An example should make this clear:
td <- expand.grid(
hjust=c(0, 0.5, 1),
vjust=c(0, 0.5, 1),
angle=c(0, 45, 90),
text="text"
)
ggplot(td, aes(x=hjust, y=vjust)) +
geom_point() +
geom_text(aes(label=text, angle=angle, hjust=hjust, vjust=vjust)) +
facet_grid(~angle) +
scale_x_continuous(breaks=c(0, 0.5, 1), expand=c(0, 0.2)) +
scale_y_continuous(breaks=c(0, 0.5, 1), expand=c(0, 0.2))
To understand what happens when you change the hjust in axis text, you need to understand that the horizontal alignment for axis text is defined in relation not to the x-axis, but to the entire plot (where this includes the y-axis text). (This is, in my view, unfortunate.

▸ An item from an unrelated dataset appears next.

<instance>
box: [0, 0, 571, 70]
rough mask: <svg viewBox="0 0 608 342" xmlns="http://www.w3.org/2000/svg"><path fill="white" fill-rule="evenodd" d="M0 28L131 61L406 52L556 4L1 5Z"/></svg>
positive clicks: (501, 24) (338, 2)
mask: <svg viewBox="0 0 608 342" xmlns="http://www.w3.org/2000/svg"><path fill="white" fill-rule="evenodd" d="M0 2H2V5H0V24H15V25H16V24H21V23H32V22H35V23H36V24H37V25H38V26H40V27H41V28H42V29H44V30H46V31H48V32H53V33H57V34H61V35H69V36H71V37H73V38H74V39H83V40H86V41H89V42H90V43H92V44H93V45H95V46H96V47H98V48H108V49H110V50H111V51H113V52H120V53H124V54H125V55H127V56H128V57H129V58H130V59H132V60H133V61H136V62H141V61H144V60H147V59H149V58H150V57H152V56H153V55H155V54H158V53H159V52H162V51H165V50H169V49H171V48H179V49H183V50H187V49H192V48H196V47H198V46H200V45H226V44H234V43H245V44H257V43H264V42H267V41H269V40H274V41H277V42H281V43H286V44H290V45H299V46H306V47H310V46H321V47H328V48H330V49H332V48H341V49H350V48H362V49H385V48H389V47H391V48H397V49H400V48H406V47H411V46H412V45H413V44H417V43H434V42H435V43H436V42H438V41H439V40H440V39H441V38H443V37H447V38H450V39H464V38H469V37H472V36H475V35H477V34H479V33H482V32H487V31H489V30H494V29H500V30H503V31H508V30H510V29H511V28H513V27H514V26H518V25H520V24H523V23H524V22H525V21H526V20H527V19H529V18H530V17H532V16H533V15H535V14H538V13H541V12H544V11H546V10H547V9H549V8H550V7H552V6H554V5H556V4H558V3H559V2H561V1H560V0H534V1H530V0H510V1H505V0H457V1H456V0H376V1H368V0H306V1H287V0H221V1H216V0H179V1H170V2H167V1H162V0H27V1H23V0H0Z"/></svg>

It would be much more useful to have the alignment relative to the axis.)
DF <- data.frame(x=LETTERS[1:3],y=1:3)
p <- ggplot(DF, aes(x,y)) + geom_point() +
ylab("Very long label for y") +
theme(axis.title.y=element_text(angle=0))

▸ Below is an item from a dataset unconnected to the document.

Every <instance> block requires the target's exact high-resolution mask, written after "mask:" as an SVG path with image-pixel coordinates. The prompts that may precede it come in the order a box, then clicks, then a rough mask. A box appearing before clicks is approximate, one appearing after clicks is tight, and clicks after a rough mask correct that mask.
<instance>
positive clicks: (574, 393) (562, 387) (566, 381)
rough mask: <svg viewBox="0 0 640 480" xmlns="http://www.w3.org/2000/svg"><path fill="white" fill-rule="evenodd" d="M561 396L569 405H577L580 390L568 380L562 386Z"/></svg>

p1 <- p + theme(axis.title.x=element_text(hjust=0)) + xlab("X-axis at hjust=0")
p2 <- p + theme(axis.title.x=element_text(hjust=0.5)) + xlab("X-axis at hjust=0.5")
p3 <- p + theme(axis.title.x=element_text(hjust=1)) + xlab("X-axis at hjust=1")
library(ggExtra)
align.plots(p1, p2, p3)
To explore what happens with vjust aligment of axis labels:
DF <- data.frame(x=c("a\na","b","cdefghijk","l"),y=1:4)

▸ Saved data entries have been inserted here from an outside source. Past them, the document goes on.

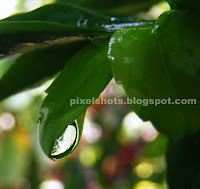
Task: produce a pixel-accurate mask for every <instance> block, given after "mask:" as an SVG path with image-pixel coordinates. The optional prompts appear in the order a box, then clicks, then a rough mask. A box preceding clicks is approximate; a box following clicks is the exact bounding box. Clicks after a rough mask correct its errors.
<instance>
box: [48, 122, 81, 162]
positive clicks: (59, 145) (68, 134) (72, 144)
mask: <svg viewBox="0 0 200 189" xmlns="http://www.w3.org/2000/svg"><path fill="white" fill-rule="evenodd" d="M78 139H79V130H78V124H77V121H76V120H75V121H74V122H73V123H72V124H70V125H68V126H67V128H66V129H65V131H64V133H63V134H62V135H61V136H60V137H59V138H58V139H56V141H55V143H54V146H53V148H52V151H51V156H52V158H53V159H57V158H62V157H64V156H66V155H68V154H70V152H71V151H72V150H73V149H74V148H75V147H76V145H77V143H78Z"/></svg>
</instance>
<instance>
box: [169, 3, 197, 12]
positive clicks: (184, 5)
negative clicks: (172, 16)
mask: <svg viewBox="0 0 200 189" xmlns="http://www.w3.org/2000/svg"><path fill="white" fill-rule="evenodd" d="M166 1H167V2H168V3H169V4H170V6H171V8H172V9H185V10H188V9H189V10H195V11H198V9H200V1H199V0H193V1H188V0H166Z"/></svg>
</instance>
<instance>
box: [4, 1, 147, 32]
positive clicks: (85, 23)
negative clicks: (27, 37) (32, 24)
mask: <svg viewBox="0 0 200 189" xmlns="http://www.w3.org/2000/svg"><path fill="white" fill-rule="evenodd" d="M7 21H46V22H56V23H61V24H67V25H72V26H82V27H87V28H95V29H105V30H107V29H109V30H111V29H113V30H114V29H115V28H116V26H118V28H119V27H120V24H123V23H124V24H125V23H126V24H127V25H139V24H141V23H143V22H145V21H142V20H140V19H137V18H134V17H121V18H116V17H111V16H106V15H103V14H101V13H97V12H95V11H93V10H89V9H86V8H83V7H80V6H77V5H73V4H68V3H64V4H63V3H57V4H49V5H46V6H43V7H40V8H38V9H36V10H33V11H31V12H28V13H24V14H18V15H14V16H10V17H8V18H5V19H3V20H2V22H7ZM146 22H148V21H146ZM122 26H123V25H122Z"/></svg>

p <- ggplot(DF, aes(x,y)) + geom_point()
p1 <- p + theme(axis.text.x=element_text(vjust=0, colour="red")) +
xlab("X-axis labels aligned with vjust=0")
p2 <- p + theme(axis.text.x=element_text(vjust=0.5, colour="red")) +
xlab("X-axis labels aligned with vjust=0.5")
p3 <- p + theme(axis.text.x=element_text(vjust=1, colour="red")) +
xlab("X-axis labels aligned with vjust=1")
library(ggExtra)
align.plots(p1, p2, p3)
Probably the most definitive is Figure B.1(d) of the ggplot2 book, the appendices of which are available at http://ggplot2.org/book/appendices.pdf.
However, it is not quite that simple. hjust and vjust as described there are how it works in geom_text and theme_text (sometimes). One way to think of it is to think of a box around the text, and where the reference point is in relation to that box, in units relative to the size of the box (and thus different for texts of different size). An hjust of 0.5 and a vjust of 0.5 center the box on the reference point. Reducing hjust moves the box right by an amount of the box width times 0.5-hjust. Thus when hjust=0, the left edge of the box is at the reference point. Increasing hjust moves the box left by an amount of the box width times hjust-0.5. When hjust=1, the box is moved half a box width left from centered, which puts the right edge on the reference point. If hjust=2, the right edge of the box is a box width left of the reference point (center is 2-0.5=1.5 box widths left of the reference point. For vertical, less is up and more is down. This is effectively what that Figure B.1(d) says, but it extrapolates beyond [0,1].
But, sometimes this doesn't work. For example
DF <- data.frame(x=c("a","b","cdefghijk","l"),y=1:4)
p <- ggplot(DF, aes(x,y)) + geom_point()
p + opts(axis.text.x=theme_text(vjust=0))
p + opts(axis.text.x=theme_text(vjust=1))
p + opts(axis.text.x=theme_text(vjust=2))
The three latter plots are identical. I don't know why that is. Also, if text is rotated, then it is more complicated. Consider
p + opts(axis.text.x=theme_text(hjust=0, angle=90))
p + opts(axis.text.x=theme_text(hjust=0.5 angle=90))
p + opts(axis.text.x=theme_text(hjust=1, angle=90))
p + opts(axis.text.x=theme_text(hjust=2, angle=90))
The first has the labels left justified (against the bottom), the second has them centered in some box so their centers line up, and the third has them right justified (so their right sides line up next to the axis). The last one, well, I can't explain in a coherent way. It has something to do with the size of the text, the size of the widest text, and I'm not sure what else.